Sementara itu, Ketua DMI Jawa Tengah Prof. Dr. Ahmad Rofiq, M.A menyampaikan bahwa sinergi tersebut merupakan wujud komitmen bersama dalam meningkatkan kesejahteraan unsur pengurus dan penggiat masjid.

“Banyak pengurus dan penggiat masjid yang bekerja dengan penuh dedikasi namun belum seluruhnya terlindungi jaminan sosial ketenagakerjaan.
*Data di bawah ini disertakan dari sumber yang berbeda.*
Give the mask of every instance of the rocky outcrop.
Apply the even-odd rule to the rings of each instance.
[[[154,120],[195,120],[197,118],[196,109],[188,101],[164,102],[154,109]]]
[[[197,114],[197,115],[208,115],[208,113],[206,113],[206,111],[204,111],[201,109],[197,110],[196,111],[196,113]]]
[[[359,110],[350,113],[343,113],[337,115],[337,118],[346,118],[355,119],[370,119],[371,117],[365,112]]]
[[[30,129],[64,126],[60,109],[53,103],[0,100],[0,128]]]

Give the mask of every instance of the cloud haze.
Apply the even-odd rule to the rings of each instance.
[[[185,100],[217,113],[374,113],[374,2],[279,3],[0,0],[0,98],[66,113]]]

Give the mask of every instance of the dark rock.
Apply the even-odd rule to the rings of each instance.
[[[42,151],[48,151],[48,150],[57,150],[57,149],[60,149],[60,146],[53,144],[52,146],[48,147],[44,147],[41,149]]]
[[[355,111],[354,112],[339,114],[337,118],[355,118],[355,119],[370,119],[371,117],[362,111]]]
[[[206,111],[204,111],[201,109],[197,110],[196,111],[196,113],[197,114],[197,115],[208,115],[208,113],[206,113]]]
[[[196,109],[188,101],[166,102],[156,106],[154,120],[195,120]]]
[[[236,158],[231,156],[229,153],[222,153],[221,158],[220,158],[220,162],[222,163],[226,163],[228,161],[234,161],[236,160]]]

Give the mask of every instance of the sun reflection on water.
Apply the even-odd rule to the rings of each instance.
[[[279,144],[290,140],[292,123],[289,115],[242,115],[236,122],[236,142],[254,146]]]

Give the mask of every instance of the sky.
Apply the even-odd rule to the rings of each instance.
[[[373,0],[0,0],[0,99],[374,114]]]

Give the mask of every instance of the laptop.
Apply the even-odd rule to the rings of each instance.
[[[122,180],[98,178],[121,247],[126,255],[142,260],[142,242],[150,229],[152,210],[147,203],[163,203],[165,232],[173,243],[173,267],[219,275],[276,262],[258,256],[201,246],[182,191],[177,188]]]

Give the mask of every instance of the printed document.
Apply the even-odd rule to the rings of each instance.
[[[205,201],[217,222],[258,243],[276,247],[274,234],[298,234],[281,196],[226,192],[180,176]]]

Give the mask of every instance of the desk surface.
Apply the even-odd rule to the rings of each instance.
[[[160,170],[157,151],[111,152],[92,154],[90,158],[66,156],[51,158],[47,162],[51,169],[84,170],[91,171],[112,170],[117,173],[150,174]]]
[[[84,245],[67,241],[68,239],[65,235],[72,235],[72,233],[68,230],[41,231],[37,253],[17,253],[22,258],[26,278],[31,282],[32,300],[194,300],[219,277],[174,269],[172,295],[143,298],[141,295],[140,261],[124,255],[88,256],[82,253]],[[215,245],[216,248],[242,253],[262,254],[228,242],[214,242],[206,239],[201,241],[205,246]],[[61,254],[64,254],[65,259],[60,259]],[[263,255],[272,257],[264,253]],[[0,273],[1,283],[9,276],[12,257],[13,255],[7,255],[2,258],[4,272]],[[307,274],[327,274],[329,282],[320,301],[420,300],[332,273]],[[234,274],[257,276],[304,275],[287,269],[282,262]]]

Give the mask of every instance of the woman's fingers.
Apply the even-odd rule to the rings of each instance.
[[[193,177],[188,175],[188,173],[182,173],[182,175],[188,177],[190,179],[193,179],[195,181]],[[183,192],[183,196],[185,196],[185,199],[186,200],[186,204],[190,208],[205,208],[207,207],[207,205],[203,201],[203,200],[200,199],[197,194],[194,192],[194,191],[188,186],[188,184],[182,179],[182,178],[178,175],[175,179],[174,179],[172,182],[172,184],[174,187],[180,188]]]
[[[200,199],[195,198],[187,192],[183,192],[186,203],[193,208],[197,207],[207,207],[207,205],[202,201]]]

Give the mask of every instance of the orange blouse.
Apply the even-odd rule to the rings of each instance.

Kerja sama ini menjadi momentum penting agar mereka memperoleh hak perlindungan yang sama,” katanya.

Melalui penandatanganan PKS tersebut, kedua institusi berkomitmen melakukan pendataan, sosialisasi, serta fasilitasi pendaftaran peserta yang meliputi Pengurus dan Anggota Dewan Masjid Indonesia (DMI), serta Penggiat Masjid dan Musholla yang terdiri atas takmir, imam, muadzin/bilal, marbot, khotib, staf administrasi, pimpinan majelis taklim, dan satpam masjid maupun musholla agar terdaftar aktif sebagai peserta BPJS Ketenagakerjaan dan memperoleh perlindungan jaminan sosial ketenagakerjaan secara berkelanjutan.

Dengan adanya perlindungan JKM, peserta yang meninggal dunia bukan akibat kecelakaan kerja berhak atas santunan sebesar Rp42 juta yang dibayarkan kepada ahli waris sesuai ketentuan yang berlaku.

BPJS Ketenagakerjaan berharap kolaborasi lintas sektor ini dapat meningkatkan kepesertaan pekerja informal dan unsur pelayanan keagamaan, sekaligus memperkuat sistem jaminan sosial ketenagakerjaan di tingkat daerah.